We cannot agree with this conclusion. The plaintiff had an equitable title to the property, subject to be divested by redemption, and the payment was made to protect his interest, as well as that of all others who had an interest, either actual or potential, therein.

For the plaintiff in error it is contended that there was in law no redemption by the defendant in error, because there was no sale under the levy; that the plaintiff was entitled to a deed, as against the original owner as soon as the six months redemption period had expired, and that the defendant, as grantee of said owner, had no better rights than she had.

If the premises were accepted the conclusion stated might follow; but the premises are false.

The evident purpose of the statute which provides for redemption by judgment creditors was to enable them to subject the debtor’s property to the payment of his debts;- and that purpose would not be subserved by requiring a Sale under the circumstances of this case.

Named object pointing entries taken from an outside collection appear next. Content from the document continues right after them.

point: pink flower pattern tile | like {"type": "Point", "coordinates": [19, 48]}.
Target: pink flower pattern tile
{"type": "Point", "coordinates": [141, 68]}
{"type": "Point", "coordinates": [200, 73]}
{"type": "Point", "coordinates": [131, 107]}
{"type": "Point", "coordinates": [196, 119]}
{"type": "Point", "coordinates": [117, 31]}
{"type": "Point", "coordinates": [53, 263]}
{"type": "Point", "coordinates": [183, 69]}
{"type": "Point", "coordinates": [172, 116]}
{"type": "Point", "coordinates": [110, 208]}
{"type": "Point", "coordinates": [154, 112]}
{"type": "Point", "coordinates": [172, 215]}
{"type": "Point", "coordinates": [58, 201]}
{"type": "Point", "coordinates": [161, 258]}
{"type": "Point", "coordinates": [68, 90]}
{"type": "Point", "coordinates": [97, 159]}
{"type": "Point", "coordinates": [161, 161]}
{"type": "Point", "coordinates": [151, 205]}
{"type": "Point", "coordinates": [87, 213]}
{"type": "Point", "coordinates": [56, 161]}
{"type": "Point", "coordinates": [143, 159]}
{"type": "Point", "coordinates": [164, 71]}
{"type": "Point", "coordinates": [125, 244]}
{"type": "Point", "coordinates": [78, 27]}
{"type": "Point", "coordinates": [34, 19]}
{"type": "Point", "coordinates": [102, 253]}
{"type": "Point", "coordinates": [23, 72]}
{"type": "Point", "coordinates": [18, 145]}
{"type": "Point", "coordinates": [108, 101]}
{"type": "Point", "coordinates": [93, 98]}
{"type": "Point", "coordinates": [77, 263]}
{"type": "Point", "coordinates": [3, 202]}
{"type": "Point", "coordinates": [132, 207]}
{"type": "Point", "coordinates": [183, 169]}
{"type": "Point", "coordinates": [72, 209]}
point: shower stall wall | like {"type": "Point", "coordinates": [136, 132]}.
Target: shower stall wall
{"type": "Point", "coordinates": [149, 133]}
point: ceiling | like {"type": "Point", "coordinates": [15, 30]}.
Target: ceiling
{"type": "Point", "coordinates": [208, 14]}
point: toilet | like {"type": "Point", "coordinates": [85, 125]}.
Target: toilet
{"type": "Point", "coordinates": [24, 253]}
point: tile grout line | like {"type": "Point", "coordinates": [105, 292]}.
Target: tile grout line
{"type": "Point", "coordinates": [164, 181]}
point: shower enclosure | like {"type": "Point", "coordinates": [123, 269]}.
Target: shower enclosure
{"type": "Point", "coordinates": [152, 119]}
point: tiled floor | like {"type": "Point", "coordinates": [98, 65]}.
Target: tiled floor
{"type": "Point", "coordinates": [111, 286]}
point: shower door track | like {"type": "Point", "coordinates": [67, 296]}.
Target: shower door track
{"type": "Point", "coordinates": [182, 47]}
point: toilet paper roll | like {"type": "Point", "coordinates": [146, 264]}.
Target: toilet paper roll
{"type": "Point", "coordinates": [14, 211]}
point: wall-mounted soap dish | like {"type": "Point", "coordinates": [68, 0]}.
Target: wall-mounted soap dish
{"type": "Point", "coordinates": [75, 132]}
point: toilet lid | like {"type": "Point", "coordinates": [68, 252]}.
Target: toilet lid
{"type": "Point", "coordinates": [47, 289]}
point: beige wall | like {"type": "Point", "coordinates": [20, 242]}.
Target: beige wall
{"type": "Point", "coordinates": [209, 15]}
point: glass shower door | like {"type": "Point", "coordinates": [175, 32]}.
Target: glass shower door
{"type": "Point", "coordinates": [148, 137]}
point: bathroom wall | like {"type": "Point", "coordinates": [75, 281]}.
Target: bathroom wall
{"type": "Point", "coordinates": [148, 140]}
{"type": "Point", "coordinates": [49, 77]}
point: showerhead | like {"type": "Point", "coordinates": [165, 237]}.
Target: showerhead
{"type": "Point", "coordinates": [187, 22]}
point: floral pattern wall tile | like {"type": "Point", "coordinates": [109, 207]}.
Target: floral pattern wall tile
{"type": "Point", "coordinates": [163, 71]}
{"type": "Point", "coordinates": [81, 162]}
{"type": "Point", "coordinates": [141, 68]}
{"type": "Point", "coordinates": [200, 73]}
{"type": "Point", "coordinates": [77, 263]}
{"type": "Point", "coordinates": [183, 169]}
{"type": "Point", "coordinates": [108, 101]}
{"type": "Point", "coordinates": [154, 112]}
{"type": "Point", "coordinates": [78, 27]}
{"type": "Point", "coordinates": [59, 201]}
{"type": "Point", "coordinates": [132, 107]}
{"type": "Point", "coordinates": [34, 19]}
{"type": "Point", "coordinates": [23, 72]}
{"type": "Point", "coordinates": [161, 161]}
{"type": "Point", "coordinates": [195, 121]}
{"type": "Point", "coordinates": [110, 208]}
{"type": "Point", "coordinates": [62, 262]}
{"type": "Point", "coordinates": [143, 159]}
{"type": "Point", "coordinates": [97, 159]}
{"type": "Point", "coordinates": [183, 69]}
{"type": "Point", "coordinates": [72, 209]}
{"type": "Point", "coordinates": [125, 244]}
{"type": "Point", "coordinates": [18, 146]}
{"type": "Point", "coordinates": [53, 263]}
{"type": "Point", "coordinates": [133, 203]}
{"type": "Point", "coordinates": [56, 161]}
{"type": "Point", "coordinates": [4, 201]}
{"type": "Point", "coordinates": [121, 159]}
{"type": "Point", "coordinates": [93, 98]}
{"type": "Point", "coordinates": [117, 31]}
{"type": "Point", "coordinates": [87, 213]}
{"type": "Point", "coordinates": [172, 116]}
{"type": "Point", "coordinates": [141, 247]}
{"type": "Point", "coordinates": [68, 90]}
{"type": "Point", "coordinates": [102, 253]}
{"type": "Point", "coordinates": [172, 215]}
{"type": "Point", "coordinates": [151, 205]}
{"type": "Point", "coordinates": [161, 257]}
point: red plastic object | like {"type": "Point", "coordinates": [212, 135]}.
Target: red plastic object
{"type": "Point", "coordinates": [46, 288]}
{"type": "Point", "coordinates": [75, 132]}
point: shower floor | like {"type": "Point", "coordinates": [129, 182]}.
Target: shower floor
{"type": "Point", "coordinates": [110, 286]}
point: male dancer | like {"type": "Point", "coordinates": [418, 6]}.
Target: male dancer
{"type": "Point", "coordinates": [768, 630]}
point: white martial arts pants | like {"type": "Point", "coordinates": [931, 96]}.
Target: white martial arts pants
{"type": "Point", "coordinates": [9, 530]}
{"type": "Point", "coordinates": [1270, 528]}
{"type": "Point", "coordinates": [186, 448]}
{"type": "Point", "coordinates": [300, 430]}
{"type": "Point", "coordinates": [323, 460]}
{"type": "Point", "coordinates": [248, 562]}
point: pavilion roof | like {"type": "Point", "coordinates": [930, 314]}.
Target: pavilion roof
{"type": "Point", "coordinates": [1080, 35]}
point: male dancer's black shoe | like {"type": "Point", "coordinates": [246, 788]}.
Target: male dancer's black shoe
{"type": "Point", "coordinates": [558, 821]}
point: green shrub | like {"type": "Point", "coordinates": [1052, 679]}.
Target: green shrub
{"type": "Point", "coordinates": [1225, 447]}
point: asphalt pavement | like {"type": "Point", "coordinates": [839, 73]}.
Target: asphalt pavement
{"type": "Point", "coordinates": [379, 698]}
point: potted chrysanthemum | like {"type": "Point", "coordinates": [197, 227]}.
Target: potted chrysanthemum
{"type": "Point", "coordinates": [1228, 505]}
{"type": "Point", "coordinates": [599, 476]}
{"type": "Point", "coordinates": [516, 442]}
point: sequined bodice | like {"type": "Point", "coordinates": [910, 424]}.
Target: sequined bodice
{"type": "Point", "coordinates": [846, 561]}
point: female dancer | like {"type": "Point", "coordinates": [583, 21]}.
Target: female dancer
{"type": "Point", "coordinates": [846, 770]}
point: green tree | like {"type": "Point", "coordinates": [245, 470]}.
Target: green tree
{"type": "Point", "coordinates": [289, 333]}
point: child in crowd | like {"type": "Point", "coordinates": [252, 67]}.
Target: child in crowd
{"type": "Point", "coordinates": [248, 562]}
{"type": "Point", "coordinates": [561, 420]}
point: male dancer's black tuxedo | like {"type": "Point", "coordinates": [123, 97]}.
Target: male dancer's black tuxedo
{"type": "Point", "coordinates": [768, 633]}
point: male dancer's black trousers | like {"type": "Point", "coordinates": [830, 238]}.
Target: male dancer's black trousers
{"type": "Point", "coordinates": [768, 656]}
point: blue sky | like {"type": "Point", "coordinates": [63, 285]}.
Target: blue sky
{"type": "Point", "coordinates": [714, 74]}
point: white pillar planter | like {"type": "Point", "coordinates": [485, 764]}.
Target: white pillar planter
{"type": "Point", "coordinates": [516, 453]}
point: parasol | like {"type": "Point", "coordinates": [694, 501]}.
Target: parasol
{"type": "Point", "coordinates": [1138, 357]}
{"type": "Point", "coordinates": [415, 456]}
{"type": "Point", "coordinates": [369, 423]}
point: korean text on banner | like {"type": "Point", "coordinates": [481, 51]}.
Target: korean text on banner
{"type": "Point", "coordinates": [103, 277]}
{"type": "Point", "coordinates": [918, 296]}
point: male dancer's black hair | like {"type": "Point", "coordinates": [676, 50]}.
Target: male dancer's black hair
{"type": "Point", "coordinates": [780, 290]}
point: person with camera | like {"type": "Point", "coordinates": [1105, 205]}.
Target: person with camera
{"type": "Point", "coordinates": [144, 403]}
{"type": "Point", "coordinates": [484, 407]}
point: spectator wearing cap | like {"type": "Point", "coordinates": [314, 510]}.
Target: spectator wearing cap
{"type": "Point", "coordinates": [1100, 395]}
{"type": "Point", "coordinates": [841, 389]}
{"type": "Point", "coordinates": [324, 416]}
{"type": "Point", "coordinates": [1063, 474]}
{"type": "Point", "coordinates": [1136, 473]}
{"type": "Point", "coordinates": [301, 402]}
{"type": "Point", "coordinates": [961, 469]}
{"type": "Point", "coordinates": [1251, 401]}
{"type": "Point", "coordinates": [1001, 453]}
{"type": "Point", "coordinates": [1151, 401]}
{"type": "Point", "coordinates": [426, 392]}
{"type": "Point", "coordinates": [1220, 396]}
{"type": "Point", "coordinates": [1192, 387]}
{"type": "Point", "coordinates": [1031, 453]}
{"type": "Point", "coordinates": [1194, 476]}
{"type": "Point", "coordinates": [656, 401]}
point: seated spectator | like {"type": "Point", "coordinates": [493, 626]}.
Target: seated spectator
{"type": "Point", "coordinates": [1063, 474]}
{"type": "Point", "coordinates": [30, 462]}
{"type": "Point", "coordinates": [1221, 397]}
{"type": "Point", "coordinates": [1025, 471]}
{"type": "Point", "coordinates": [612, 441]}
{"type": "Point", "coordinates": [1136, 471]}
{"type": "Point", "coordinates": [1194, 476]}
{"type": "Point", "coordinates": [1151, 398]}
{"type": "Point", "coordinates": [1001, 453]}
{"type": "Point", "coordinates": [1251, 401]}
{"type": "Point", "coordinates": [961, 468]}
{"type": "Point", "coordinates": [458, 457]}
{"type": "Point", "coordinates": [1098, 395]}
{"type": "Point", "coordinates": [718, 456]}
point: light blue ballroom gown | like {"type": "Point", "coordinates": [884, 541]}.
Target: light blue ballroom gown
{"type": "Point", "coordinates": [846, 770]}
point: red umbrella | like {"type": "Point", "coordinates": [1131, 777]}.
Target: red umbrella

The plaintiff received, through the redemption, the amount to which he was entitled on the note, and he is, by the decree, given a lien for the taxes wlíich he paid. To give him the land would deprive the defendant of it as a means of satisfying the judgment, and defeat, by a strained construction of the law, the very purpose of it. Plaintiff in error having paid the taxes m question in good faith, and to protect his interest in the property, is entitled to a lien on the premises to secure their repayment. 27 Cyc. 1256.

The judgment giving this lien, and refusing further relief to the plaintiff is correct, and is accordingly affirmed.

Mr. Justice Hill and Mr. Justice Bailey concur.